I was an inquisitive child, and I’ve never really lost it. The other day, someone described me as a ‘hyper-intelligent toddler’. I wasn’t quite sure how to take this; it took me reading about Cat Couplings on the excellent Everything Studies blog to fully understand why.
Cat couplings are cheeky things. Let’s consider what they are using an example from Georg Henry von Wright (no relation):
Pessimism has its downsides, but is still preferable to naive optimism.
Think about the role ‘naive’ is playing in this statement – is Wright positing that all optimism naive? Or is it saying that pessimism is only preferable to naive strains of optimism? If so, what of other strains of optimism? It seems Wright might be claiming all optimism is naive – but is that really fair to say in the first place? Shouldn’t we be dealing with that first?
Back to ‘hyper-intelligent toddler’. Firstly, I’ve added the hyphen. For all I know, it was meant (this is thorny in itself) unhyphenated, meaning that I was being described as both ‘hyper’ (overly energetic, to the point perhaps of mania) and ‘intelligent’. If we compound the expression, it’s my intelligence that’s ‘hyper-’, meaning ‘over, beyond or above.’ Unhyphenated, it’s passing judgment on both my behaviour and my nature. Hyphenated, it’s just my nature.

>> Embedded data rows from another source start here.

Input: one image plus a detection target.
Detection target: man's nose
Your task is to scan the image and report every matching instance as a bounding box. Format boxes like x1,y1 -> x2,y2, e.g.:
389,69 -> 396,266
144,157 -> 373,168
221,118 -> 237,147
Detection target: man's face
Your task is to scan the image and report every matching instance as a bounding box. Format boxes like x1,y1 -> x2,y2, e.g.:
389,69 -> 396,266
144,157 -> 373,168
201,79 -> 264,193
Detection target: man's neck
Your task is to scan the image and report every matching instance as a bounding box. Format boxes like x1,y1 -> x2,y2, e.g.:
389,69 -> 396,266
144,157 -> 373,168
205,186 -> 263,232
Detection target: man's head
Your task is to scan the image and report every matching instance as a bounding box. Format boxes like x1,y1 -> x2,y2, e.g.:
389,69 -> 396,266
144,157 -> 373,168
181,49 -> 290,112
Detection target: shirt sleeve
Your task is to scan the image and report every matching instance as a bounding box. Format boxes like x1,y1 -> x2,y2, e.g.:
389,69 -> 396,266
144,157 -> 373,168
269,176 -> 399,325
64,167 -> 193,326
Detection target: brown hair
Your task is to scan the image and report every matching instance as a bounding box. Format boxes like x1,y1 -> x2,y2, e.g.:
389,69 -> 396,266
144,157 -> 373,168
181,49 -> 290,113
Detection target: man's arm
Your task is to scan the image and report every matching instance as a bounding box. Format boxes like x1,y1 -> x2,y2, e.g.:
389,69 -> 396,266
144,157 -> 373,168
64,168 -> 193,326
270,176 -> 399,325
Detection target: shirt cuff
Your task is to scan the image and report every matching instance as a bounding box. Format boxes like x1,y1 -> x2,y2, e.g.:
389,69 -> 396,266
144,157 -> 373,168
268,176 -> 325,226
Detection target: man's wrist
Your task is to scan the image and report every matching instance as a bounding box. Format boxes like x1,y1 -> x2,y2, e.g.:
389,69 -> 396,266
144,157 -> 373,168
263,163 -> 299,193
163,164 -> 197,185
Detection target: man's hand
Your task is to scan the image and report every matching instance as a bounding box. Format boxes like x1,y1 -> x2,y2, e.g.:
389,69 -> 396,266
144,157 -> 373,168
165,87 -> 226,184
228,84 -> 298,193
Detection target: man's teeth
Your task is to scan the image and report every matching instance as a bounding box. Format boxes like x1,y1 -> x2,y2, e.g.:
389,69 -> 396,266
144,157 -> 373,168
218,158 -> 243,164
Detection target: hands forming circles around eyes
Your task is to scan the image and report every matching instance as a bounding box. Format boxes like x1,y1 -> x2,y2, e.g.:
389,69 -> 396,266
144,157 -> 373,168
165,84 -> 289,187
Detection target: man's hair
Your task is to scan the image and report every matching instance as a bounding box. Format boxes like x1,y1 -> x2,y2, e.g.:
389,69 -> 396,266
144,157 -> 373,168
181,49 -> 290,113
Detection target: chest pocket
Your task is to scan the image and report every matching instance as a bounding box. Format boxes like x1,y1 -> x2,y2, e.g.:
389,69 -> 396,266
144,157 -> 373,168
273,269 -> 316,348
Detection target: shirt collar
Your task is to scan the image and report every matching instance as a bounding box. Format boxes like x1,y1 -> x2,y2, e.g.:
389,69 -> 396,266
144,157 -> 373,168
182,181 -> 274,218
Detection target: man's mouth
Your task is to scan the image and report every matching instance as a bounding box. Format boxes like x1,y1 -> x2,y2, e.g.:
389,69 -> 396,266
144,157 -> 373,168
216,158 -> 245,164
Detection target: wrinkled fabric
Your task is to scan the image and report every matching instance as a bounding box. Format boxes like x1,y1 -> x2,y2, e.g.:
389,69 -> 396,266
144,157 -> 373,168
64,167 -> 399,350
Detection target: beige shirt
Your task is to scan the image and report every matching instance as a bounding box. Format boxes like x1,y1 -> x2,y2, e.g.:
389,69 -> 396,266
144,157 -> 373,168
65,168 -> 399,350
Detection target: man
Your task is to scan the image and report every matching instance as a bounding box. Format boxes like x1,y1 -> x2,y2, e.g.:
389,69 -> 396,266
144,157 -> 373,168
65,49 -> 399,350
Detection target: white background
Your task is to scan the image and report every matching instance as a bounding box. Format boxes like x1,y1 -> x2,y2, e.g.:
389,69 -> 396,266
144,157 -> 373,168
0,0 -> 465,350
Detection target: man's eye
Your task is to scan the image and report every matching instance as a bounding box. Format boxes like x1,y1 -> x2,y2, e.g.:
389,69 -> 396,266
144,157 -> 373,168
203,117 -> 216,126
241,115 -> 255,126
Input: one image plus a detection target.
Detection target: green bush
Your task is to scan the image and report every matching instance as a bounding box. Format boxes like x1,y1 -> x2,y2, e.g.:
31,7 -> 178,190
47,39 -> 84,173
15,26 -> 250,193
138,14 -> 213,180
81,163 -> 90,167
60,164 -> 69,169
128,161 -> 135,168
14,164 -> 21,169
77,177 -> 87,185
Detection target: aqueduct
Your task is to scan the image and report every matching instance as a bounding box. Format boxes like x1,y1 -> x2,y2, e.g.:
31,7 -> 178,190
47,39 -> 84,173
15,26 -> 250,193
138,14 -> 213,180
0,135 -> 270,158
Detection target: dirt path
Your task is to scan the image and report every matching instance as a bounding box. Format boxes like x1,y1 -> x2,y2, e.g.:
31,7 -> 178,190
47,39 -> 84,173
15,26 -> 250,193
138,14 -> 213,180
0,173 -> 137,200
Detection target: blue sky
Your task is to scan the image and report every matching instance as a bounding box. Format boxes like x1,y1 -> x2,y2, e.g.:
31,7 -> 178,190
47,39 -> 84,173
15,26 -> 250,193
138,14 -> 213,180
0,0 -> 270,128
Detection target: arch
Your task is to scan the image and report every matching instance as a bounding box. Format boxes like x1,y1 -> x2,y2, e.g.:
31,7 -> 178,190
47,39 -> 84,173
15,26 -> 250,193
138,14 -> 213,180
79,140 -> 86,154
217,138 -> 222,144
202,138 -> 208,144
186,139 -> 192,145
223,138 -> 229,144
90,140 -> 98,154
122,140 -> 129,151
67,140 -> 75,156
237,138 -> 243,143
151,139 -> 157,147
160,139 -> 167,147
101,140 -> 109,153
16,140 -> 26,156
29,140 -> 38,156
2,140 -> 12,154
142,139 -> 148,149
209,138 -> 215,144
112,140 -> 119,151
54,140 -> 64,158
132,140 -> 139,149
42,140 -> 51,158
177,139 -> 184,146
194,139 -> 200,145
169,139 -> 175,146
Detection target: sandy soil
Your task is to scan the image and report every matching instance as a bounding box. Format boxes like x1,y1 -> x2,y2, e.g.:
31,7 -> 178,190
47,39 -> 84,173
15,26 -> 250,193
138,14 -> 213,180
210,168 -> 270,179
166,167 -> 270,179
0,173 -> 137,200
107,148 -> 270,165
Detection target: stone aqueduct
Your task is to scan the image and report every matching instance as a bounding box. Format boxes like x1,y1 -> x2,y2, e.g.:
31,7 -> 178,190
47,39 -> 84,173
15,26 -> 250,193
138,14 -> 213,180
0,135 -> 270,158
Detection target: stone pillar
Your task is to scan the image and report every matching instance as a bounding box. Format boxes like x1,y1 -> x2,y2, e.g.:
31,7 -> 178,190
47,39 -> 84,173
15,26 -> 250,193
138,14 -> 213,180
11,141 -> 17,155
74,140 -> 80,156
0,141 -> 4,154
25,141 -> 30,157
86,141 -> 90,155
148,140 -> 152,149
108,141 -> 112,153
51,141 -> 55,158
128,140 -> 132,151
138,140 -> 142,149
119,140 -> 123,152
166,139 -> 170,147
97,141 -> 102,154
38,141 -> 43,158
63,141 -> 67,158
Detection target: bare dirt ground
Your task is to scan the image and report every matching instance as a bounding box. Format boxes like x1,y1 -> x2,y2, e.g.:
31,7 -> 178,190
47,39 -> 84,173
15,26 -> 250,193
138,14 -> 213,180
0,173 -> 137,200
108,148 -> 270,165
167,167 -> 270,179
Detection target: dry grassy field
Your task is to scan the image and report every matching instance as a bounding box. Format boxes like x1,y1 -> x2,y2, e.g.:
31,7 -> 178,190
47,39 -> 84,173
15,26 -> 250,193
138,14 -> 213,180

But this is without considering the noun. ‘Toddler’ can’t be meant in the sense of ‘one who toddles’, because I’d like to think my walking skills have improved since those heady days of toddlerhood. That much is clear; less clear, though, is what ‘hyper intelligent’ is doing to the noun. Am I being described as not only a toddler, but one who is ‘hyper’? Or am I like a toddler who is ‘hyper-intelligent’. But, wait: hyper-intelligent for a toddler, or for an adult? In other words: am I being described as someone who is ‘hyper-intelligent’ but has behavioural attributes analogous to a toddler, or am I just as bright as a very bright two-year old? One’s a compliment; one very much isn’t.
Why am I thinking like this? Blame Douglas Hofstadter’s ideas about analogy:
Doug’s theory is that analogy-making is central to human cognition. He talks about there being a ‘subterranean fight’ whenever we’re trying to pick a word. That ‘fight’ is us rooting through analogical frameworks to cogitate what we mean so we can best express it. I’ve been trying to figure out what it means to think, and Doug has tipped me in a direction I didn’t see myself going.
And that’s the nature of me, and that’s going to be the nature of these posts. I’m not sure where I’m going, but I do have the restless curiosity of a toddler. I’m not hyper-intelligent (at least, for a 34-year-old), but I’m going to get lost in thinking anyway. One might call it ‘overthinking’ – if so, fine. It’s fun for me.
Well, sometimes it’s fun. Perhaps it’s better to say that it’s fun enough of the time to encourage me to carry on. Sometimes I get really lost. My next post will be a rather experimental ramble about how it feels to get intellectually and creatively lost.
Think enough, though, and you find yourself again.